Adult Fiction book review

Wilde Lake by Laura Lippman

9780062083456_770ba

Wilde Lake will be published May 3, 2016 by Harper Collins.

Wilde Lake is an atmospheric, family-centered, legal suspense novel which will keep readers interested with a quick paced plot, as layers of buried secrets are uncovered one at a time. Each family member:  Lu, AJ, and their father, is hiding secrets of their own, and they all come to light, some very tragically, in the final chapters.

The story line might sound familiar to an old classic, To Kill A Mockingbird. This was by design, according to the author. She wanted to portray the idea that a crime, namely rape, committed in 1980 is looked at differently at the time, both legally and socially, than it would be in 2015.

Setting plays a large role in the story, beginning with the way the Brant family ended up in Wilde Lake, back when it was a newly developed area, offering such promise for success. Lu’s mother was talked into moving there against her wishes. Interestingly, the Brant family has become very important to the area, and are well-known for having two state attorneys in the family, Lu’s father, and Lu herself.

The dynamic between Lu and her older brother, AJ, adds a richness to the story. From as far back as Lu can remember, she has been in AJ’s shadow, trying to measure herself to him, while others are drawn to him and his talents like a magnet. Their relationship is strained, and ultimately broken when Lu finds out the truth about the night when teenage AJ saved his best friend Davey’s life and was deemed a hero. Is he really the hero that everyone believes he is? Is Lu forgetting something important about those events; or was she not privy to what really happened during her childhood?

The story switches back and forth between present day Lu at age 45, all the way back to when she was only 6 years old.
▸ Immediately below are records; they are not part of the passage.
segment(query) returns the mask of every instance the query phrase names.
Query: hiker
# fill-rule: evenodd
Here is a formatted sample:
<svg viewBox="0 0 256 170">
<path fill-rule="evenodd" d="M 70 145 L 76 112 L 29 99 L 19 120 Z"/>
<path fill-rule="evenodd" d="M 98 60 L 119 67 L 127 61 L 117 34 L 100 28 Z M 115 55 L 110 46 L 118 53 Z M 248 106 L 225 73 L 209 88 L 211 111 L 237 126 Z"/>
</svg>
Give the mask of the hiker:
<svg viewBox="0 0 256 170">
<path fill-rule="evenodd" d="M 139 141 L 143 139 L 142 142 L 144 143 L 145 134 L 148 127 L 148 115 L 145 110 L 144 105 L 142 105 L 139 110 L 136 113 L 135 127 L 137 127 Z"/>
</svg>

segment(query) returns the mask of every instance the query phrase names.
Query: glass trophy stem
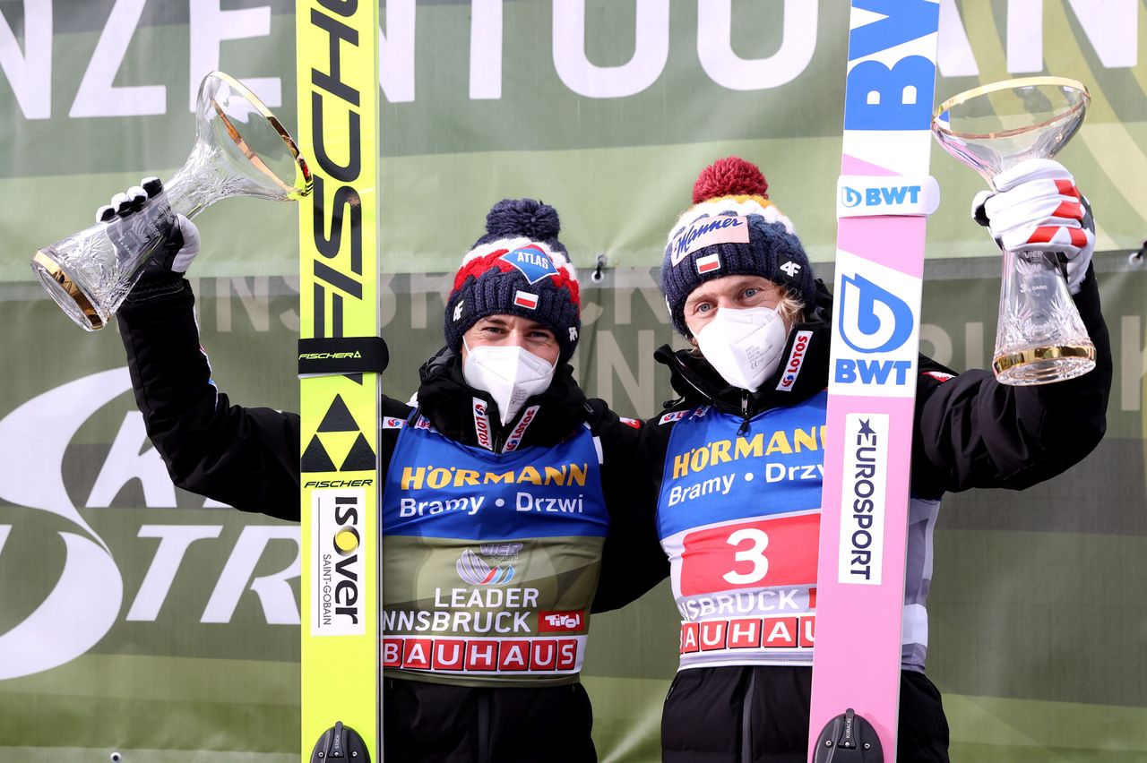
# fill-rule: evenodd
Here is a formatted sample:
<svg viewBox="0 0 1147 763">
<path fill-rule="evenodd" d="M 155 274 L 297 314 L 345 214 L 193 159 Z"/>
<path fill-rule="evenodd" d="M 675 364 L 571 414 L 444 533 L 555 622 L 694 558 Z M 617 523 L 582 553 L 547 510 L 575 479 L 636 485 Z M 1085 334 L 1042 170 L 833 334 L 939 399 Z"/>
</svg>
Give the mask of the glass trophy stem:
<svg viewBox="0 0 1147 763">
<path fill-rule="evenodd" d="M 1056 255 L 1005 250 L 992 370 L 1004 384 L 1063 382 L 1095 367 L 1095 346 Z"/>
</svg>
Lu’s mother passed away when she was 1 week old, so she was mainly raised by Teensy, a nanny hired by their family.  Her father was a prominent lawyer and political figure who spent more time in the courtroom than he did at home. As snippets of Lu’s childhood and her upbringing are revealed, readers may better understand Lu’s demeanor and outlook on life. In the present, Lu, the first ever female state’s attorney in the state of Maryland, is prosecuting a case against a young man who murdered a woman who comes home to her apartment to find him, a stranger, there. Their town doesn’t see many murder trials, so Lu wants to do her best to seek the truth and prove herself worthy as the newly appointed state’s attorney. The more involved she becomes in the investigation, the closer she gets to uncovering some long buried family secrets.

I enjoyed this novel, and would recommend it to any fans of suspense and/or legal suspense.